14ymedio, Juan Diego Rodríguez, Havana, 30 March 2022 — No one saw anything and few are talking, but the truth is that this Tuesday the office of the State telecommunications company Etecsa on Obispo Street, in Old Havana, woke up with a broken glass.
“They have already begun to break the windows of the Etecsa offices that sell in MLC (hard currency),” said the activist Ángel Cuza in a video transmitted through Facebook, while government Criminalistics agents were observed placing boards in the windows.
A curious customer who came in to buy a phone card asked the employee: “Are you going to fix it here, I see that you are boarding up the window?” The young woman replied: “No, no, it’s that there was an incident and they put that there until they change the glass.”

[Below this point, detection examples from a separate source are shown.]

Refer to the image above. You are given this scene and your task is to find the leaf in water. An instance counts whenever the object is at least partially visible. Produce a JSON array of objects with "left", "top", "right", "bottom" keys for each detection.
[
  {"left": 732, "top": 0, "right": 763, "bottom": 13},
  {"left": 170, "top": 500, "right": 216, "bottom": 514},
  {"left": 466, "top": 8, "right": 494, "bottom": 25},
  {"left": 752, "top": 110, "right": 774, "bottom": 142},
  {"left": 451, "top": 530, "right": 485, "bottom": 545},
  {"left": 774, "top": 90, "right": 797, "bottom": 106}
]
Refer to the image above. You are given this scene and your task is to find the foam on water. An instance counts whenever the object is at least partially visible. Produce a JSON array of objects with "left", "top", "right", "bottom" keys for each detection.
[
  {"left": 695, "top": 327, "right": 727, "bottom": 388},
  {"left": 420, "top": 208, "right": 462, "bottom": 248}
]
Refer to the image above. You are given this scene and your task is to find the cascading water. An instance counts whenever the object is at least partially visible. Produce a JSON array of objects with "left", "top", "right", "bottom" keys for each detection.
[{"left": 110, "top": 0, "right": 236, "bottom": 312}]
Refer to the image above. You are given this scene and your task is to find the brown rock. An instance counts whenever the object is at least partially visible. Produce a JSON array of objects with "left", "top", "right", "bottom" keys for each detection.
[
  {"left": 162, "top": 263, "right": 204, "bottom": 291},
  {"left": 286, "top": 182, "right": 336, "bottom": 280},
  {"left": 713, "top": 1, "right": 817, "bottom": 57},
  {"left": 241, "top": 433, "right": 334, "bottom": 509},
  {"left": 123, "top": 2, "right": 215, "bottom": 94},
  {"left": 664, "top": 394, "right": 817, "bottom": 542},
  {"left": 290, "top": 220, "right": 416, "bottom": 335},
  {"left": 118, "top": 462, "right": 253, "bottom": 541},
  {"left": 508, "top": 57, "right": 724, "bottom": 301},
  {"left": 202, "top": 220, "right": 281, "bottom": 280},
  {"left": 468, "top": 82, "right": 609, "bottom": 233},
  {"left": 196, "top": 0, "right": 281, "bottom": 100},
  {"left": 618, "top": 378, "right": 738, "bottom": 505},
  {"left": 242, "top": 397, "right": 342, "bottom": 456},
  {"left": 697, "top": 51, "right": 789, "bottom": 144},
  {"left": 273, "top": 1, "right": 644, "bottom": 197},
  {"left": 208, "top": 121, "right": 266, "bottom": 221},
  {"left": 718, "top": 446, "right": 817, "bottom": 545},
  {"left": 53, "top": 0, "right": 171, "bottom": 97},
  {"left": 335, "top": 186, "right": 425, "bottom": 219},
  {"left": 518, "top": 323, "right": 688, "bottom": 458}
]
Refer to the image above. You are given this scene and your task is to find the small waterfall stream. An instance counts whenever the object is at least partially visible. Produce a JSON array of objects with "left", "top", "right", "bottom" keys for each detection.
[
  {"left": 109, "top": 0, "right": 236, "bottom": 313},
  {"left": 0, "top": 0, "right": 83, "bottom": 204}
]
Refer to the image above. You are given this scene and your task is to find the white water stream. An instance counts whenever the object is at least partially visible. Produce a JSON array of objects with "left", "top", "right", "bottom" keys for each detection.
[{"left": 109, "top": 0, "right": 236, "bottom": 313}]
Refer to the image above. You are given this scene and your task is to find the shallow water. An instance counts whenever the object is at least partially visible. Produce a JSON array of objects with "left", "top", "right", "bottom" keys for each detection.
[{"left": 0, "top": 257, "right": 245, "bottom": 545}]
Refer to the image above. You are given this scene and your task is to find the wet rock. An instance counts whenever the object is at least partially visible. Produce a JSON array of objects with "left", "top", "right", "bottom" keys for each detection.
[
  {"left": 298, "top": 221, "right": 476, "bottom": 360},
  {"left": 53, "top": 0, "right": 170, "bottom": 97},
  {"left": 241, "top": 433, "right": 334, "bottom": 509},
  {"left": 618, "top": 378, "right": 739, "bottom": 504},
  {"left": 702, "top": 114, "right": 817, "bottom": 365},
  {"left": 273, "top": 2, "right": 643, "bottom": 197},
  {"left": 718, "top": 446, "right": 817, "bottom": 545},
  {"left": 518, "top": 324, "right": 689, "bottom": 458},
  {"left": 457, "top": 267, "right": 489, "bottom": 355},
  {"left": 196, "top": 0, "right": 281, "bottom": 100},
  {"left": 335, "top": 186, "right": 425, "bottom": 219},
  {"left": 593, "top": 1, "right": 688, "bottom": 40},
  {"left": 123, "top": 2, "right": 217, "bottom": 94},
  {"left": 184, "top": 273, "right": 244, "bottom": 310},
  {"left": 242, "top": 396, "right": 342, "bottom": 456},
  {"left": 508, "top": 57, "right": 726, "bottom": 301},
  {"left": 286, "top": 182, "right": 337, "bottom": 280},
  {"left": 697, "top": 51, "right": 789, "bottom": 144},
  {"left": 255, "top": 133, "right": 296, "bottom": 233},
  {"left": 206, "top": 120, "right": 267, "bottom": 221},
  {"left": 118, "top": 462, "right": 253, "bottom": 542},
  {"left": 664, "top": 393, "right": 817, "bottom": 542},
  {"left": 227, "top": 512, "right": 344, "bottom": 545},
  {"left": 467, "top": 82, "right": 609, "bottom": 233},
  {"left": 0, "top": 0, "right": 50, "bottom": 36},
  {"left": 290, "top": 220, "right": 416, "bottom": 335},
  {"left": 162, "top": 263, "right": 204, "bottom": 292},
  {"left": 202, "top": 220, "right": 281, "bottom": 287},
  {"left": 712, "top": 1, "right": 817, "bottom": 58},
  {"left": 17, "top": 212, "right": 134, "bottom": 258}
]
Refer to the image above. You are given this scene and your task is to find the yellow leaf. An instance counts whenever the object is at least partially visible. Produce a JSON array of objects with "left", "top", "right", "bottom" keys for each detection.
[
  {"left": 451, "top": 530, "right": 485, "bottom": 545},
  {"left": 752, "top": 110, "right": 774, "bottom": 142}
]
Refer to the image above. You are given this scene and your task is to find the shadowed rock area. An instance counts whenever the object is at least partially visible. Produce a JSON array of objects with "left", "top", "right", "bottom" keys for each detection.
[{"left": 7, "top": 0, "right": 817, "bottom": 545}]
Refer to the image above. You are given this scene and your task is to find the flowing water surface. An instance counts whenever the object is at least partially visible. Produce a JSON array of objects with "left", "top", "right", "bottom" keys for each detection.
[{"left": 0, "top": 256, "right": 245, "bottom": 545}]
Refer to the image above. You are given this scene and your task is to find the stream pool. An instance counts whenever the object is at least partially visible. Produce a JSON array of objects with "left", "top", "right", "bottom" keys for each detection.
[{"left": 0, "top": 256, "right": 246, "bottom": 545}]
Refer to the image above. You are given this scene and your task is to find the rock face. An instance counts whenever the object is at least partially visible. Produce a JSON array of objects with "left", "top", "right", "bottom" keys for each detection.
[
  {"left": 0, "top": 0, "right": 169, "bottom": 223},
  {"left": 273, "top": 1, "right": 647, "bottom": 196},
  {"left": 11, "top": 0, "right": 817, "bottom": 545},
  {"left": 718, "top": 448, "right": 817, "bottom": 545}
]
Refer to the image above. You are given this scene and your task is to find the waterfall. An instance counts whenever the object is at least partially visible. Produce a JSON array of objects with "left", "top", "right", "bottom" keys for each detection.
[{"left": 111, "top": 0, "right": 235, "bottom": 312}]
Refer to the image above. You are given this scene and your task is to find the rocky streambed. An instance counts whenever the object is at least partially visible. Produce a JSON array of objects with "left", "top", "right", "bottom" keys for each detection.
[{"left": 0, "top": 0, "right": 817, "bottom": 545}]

A neighbor residing on Havana Street, a few meters from the Etecsa office, told this newspaper that “at dawn we heard a noise but we didn’t look out.” The man, who prefers to remain anonymous, says that “this area is very noisy and until the wee hours you hear a lot of noise, music and voices, so we didn’t think it was important.”
The next morning, when he went downstairs, he found “a strong police operation and everyone commenting that someone had thrown a stone at the Etecsa window.”
Obispo Street, a pedestrian street widely used to walk through the historic center of Havana, “was practically blocked by the police and a criminalistics car.”
“They were asking the neighbors if anyone had seen something, but the same thing happened to everyone as had happened to me, I was sleeping at the time everything happened, which I calculate was around three in the morning, because I woke up and then I had a hard time falling asleep.”
The neighbor insists that “people were not very cooperative with the police because nobody here wants to be a snitch,” but he thinks: “That window was an ostentation with its very expensive telephones that nobody can buy, the strange thing is that no one threw a rock through it earlier.”